ロシア・ウクライナ戦争はウクライナの劣勢が顕著になる中で、フランス、イギリス、ポーランド、バルト三国など、ロシアに対して強硬な立場を取る国々から、地上軍派遣、ウクライナに供与したミサイルによるロシア攻撃許可など、ウクライナに対する軍事支援を強化する趣旨の主張が高まっています。ウクライナの敗北を認め、問題の政治的解決に踏み切るべきだとする主張も出てきていますが、それはまだごく一部の識者・専門家に限られています。
 NATOのストルテンベルグ事務総長は5月24日にエコノミスト誌とのインタビューの中で、ウクライナに武器を供与している国々に対して、「(ウクライナに課している)制限のいくつかを解除することを考える時が来た」と述べ、ウクライナが「脚の長い」武器でロシア国内の軍事目標を攻撃することを武器供与国が許可するべきだと主張しました。5月27日には、NATO加盟国国会議員会議が宣言を採択し、ウクライナが西側供与の武器でロシアを攻撃することを禁じてきた制約を撤回することをNATO諸国に要求しました(翌28日付ニューヨーク・タイムズ(NYT))。また、EUのボレル対外上級代表は5月28日、EU諸国国防相がこの問題について同日討議することを明らかにしつつ、このことが「エスカレーションのリスク」を伴うことを自ら認めました(同日付スプートニク通信)。フランスのマクロン大統領も同日、ドイツのショルツ首相との共同記者会見の席上、「砲撃・爆撃の起点となっているロシア領内の軍事施設を破壊することをウクライナに認めるべきだ。ただし、それ以外の軍事及び民間の対象を攻撃することは認めるべきではない」と主張し、「我々はウクライナにおけるエスカレーションを望んでいない。しかし、ウクライナに武器を供与しておきながら、防衛のための使用を認めないと言うことができるだろうか。砲撃・爆撃の起点となっているロシア領内の軍事施設を破壊することをウクライナに許すことはエスカレーションには当たらない」と強弁しました(同日付スプートニク通信)。

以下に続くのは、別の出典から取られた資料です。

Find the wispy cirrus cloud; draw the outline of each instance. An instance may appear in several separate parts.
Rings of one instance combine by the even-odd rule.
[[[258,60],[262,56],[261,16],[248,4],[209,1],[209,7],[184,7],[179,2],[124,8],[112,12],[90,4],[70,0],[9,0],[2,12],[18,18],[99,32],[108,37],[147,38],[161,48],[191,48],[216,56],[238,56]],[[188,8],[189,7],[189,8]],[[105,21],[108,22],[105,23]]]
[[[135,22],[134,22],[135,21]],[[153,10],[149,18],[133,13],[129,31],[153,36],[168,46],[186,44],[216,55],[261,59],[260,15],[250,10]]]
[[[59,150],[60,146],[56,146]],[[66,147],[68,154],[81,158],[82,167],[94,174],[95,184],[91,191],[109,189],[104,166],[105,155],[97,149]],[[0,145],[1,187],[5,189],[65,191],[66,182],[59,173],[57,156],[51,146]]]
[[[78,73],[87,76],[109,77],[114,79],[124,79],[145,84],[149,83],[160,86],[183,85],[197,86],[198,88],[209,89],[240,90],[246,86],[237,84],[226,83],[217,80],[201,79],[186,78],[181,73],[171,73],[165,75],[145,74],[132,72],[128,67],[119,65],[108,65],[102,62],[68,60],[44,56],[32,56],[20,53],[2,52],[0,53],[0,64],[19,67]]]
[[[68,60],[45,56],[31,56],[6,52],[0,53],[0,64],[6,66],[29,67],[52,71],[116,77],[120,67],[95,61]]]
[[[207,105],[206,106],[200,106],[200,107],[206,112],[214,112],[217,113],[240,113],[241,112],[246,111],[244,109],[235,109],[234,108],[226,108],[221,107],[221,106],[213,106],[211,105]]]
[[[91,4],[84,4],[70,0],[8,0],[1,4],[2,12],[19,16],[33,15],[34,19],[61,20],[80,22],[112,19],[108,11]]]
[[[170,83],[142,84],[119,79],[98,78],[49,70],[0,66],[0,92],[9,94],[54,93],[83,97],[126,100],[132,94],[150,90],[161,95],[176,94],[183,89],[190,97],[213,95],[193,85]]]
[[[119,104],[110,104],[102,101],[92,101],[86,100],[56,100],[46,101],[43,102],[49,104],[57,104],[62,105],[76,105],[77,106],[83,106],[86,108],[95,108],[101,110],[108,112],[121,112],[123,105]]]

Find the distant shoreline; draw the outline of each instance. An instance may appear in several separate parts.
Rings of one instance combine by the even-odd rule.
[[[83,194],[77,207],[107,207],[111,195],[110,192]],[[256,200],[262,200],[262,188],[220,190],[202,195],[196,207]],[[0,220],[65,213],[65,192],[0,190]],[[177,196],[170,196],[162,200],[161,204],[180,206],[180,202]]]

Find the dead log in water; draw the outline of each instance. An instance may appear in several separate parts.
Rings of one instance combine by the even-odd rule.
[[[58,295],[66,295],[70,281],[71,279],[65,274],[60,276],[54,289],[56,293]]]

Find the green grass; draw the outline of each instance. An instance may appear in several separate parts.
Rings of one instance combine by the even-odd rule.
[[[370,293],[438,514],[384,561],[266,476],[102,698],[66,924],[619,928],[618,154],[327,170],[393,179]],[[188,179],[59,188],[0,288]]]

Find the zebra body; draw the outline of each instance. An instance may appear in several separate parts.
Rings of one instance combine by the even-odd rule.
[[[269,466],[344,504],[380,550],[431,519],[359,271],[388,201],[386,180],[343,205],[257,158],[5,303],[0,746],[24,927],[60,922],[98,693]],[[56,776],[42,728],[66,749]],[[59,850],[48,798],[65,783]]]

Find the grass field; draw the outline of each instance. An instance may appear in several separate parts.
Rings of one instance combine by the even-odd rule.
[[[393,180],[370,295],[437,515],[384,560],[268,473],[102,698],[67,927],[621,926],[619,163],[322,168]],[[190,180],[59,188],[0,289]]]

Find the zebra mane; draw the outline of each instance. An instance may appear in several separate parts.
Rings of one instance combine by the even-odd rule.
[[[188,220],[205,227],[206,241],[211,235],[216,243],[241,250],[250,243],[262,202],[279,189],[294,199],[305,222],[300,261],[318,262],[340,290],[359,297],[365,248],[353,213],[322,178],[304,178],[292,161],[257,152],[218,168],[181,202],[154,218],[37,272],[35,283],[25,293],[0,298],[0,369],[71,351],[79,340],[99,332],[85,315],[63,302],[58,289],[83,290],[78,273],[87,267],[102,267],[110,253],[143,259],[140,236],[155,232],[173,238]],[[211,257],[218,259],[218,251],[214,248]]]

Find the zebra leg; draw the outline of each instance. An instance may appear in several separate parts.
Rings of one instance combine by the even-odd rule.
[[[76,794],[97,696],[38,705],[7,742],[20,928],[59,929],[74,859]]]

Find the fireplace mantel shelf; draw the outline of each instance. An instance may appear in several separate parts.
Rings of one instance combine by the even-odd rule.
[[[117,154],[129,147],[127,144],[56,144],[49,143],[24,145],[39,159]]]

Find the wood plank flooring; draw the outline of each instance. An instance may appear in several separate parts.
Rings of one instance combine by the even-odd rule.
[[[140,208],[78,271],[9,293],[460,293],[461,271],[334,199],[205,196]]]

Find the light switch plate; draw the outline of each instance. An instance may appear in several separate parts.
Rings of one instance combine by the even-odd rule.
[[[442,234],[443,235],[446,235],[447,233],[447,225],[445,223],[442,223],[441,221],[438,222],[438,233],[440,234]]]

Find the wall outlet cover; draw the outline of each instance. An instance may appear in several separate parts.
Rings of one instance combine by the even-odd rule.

 ウクライナに課しているロシアの核反撃の可能性を未然に防止することを対ウクライナ支援政策の前提に据えてきたバイデン政権(今年の年頭教書でも確認)ですが、5月14日にウクライナを訪問してゼレンスキー大統領と会談したブリンケン国務長官は、その後の共同記者会見の席上、「アメリカが供与した兵器をどのように使うかはウクライナが決めること」と発言(ウクライナ・クレバ外相との共同記者会見)し、さらに帰国後はこれまでの政策の前提を見直すべく米政府内部の工作を行っている、と伝えられています(5月29日付のNYTとウォールストリート・ジャーナル紙は、政策転換が近いとするブリンケン発言を報道)。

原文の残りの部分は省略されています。